As published on on October 1st 2012

It’s hard to believe it’s has been 11 years since No Doubt released Rock Steady. The extensive touring in support of the album and the associated lifestyle eventually took its toll and the band decided to take a well earned break in 2004 to focus on family life, solo music projects, and alternative career paths. Or, in the case of front-woman Gwen Stefani, multitasking and doing all of the above and more. Various offspring, fashion lines, and better-best-forgotten solo albums later No Doubt are back with their sixth studio album Push & Shove (yes, sixth – they had two before Tragic Kingdom broke out of Anaheim and conquered the world in 1995, dontcha know). All notions of being out-of-touch were dispelled early on in the process – they’ve astutely let their global fanbase in on the record’s gestation period, embracing the social media revolution which was non-existent from their formative years right through to their incredible diamond sales status era. Continuous Instagram snaps from the recording studio and YouTube video diaries are all well and good, but it’s the big advance track that matters – lead single ‘Settle Down’ was debuted in mid-July, it was underwhelming to say the least, and hardly instilled great faith for what lay in wait with Push & Shove

On first listen, it’s disappointing, and non-fans may well dismiss it as just that and move on. But repeat listens reveal that yes, there are some good quality new songs on offer here – and behind it all there are four friends still bound by a mutual love of ska and all things So-Cal, making music that is true to their roots and having a blast in doing so. In terms of back-catalogue comparisons, Push & Shove is largely rooted in the Rock Steady era, but there are definite elements of the past at play alongside current trends approached with caution. This ethos is embraced full-on with the album’s title track – in the new corner there’s Diplo at the production helm, guest vocals from Busy Signal and Major Lazer, and a massive dubstep-infused chorus; in the old corner there’s Gwen Stefani in full flow walking that fine line between singing and rapping, the bass-lines of Tony Kanal driving the melody, and the irresistible presence of long-time collaborators Stephen Bradley and Gabriel McNair brandishing the brass. It’s the song which will come to define the album, but there are other treats to be found within – pacey pop-rock anthem ‘Looking Hot’ will have no mercy with club dance-floors firmly set in its sights, the synth-pop sounds of ‘One More Summer’ make it an 80s throwback delight but with a modern twist, the mid-song breakdown of ‘Heaven’ provides an instantaneous mood-lift, and ‘Gravity’ picks up right where ‘Underneath It All’ left off in terms of the spot-on pop song for the lovers, without the cheese.
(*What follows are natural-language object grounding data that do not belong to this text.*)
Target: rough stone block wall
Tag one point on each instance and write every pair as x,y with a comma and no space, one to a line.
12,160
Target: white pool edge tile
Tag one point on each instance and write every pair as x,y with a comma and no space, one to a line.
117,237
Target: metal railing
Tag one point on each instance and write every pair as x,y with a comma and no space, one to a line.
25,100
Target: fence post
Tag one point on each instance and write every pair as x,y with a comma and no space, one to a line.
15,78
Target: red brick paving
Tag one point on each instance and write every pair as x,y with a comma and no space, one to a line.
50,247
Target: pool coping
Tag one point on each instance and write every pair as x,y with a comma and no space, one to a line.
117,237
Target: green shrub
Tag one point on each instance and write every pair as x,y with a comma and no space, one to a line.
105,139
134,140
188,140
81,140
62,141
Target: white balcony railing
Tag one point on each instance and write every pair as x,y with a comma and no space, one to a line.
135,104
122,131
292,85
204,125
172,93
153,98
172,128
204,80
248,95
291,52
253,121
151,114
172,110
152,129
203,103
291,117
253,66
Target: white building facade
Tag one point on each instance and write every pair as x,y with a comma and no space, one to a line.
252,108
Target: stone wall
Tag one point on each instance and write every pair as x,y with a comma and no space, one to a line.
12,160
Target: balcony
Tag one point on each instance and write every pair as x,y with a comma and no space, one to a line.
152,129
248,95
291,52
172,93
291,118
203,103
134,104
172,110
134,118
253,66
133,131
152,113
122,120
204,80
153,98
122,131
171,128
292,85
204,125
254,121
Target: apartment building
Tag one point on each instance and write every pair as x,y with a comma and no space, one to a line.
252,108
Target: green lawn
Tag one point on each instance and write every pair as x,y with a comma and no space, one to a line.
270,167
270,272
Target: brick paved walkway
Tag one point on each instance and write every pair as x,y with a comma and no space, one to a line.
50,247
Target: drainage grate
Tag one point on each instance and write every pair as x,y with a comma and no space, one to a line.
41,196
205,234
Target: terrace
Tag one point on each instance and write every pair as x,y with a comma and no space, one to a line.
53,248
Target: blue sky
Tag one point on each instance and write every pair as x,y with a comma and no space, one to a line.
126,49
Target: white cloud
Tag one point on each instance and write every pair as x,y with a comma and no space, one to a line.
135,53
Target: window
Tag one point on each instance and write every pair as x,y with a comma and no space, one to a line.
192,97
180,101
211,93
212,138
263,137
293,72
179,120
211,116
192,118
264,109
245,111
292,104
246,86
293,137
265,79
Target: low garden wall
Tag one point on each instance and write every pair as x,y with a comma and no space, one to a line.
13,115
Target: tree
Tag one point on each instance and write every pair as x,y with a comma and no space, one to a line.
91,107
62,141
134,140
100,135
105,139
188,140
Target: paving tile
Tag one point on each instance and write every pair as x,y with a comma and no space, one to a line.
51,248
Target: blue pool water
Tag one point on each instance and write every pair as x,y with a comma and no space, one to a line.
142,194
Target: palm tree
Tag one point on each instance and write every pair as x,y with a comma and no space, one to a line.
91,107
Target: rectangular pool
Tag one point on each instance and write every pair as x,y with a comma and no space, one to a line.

However alongside the good there’s filler at play – Stefani’s solo adventures have undeniably crept into the mix, most notably on the sure-to-be-skipped-over ‘Easy’. Also, No Doubt as a unit just don’t pack the same lyrical punch that they used to – the volatile in-band relationship strains, public break-ups, and misgivings of significant others which inspired some of their finest work to date are long gone, and happily-married-with-curiously-monikered-kids quite simply does not as interesting a subject matter make, as ‘Undone’ and ‘Dreaming The Same Dream’ prove. But who are we to begrudge a group of forty-somethings their collective happiness? It may not be the dazzling comeback we dared to dream of – but there’s enough there to prove that No Doubt still matter, and it’s hella good to have them back.